What changed for Verve, Mezcla, and Spread the Love wasn’t just replacing manual work with automation. It was replacing a foundation that couldn't adapt with one that could — one that modeled itself around their actual workflows instead of the other way around, and that continued to adapt as those workflows evolved.

DOSS Operations Cloud is built for exactly this. Its Adaptive Resource Platform (ARP) powers modular operations across procurement, inventory, orders, and finance through composable workflows that configure to your specific processes and change in minutes, not months — without dev tickets, without consultants, without scope creep. Real-time analytics surface margins and performance as operations happen. And Dossbot, the AI copilot embedded throughout, automates workflows and resolves operational issues through conversation rather than engineering cycles.
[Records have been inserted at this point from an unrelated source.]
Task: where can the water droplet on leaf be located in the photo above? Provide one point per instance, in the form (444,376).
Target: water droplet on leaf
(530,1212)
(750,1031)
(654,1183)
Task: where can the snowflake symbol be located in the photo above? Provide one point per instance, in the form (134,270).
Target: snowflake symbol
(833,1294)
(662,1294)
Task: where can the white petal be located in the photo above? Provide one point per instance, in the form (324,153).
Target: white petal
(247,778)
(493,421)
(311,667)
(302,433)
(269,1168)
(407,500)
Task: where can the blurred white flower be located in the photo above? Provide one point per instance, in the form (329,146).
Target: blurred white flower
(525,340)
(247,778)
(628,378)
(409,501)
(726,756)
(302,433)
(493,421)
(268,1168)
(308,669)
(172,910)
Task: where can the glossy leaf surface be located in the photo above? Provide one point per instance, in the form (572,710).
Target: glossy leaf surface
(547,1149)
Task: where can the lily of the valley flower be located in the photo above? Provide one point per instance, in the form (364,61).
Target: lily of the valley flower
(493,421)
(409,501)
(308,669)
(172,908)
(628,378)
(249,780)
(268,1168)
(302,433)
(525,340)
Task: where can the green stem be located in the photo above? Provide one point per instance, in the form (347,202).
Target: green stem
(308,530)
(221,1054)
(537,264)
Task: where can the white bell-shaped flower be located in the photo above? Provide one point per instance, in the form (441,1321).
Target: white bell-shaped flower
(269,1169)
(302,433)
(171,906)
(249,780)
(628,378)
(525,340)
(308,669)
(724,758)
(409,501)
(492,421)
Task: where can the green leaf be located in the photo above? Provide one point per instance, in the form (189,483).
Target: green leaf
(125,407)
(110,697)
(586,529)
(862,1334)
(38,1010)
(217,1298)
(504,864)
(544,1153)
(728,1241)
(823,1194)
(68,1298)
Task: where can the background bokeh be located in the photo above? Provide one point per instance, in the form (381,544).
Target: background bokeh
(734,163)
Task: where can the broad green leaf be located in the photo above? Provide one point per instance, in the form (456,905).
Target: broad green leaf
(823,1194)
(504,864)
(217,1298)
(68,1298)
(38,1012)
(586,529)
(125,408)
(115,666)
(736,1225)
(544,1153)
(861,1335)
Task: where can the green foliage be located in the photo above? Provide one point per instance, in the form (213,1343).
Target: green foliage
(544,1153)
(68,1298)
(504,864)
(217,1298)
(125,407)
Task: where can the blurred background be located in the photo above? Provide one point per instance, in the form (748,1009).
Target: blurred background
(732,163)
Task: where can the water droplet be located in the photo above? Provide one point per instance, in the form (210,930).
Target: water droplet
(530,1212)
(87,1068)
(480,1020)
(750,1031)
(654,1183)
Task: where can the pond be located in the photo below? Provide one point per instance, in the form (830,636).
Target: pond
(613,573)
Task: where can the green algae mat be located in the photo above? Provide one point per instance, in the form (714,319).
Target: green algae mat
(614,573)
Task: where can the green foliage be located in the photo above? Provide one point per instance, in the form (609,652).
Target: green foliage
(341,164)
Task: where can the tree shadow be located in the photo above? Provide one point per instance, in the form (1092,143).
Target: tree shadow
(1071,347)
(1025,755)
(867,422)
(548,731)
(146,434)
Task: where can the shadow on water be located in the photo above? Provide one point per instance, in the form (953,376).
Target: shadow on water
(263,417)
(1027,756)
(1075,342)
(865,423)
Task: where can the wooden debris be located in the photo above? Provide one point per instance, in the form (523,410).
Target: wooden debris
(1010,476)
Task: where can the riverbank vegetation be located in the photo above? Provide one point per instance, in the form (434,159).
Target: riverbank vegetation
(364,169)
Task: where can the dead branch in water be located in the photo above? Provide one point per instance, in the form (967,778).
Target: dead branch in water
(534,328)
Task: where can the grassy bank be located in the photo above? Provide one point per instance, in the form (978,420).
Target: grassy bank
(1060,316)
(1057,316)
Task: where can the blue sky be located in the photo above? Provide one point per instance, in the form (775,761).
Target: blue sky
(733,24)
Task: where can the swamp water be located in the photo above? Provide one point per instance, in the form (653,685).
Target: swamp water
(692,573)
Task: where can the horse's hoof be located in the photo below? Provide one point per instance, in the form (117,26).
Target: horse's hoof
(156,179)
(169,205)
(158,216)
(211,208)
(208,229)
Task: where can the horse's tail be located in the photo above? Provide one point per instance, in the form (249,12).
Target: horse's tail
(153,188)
The result is a system that deploys with iterative value rather than requiring a full migration before anything works — and that scales from where you are now to where you’re going, without re-implementation.

For CPG brands at a growth inflection point, that distinction is the whole game. A foundation that can't adapt becomes the constraint. One that can becomes the advantage.

Closing

Verve got 46 hours of admin time back per week. Mezcla recaptured 12+ hours and is scaling without adding to the ops team. Spread the Love cut order processing from 5 hours to 25 minutes per week.

None of them did it by hiring more people or patching another point solution into the stack. They did it by replacing the fragmented foundation underneath their operations with one that adapts to how their businesses actually run.

If your ops team is spending more time reconciling data than acting on it, that's not a people problem. It's a systems problem. And it compounds every quarter you stay on the current foundation.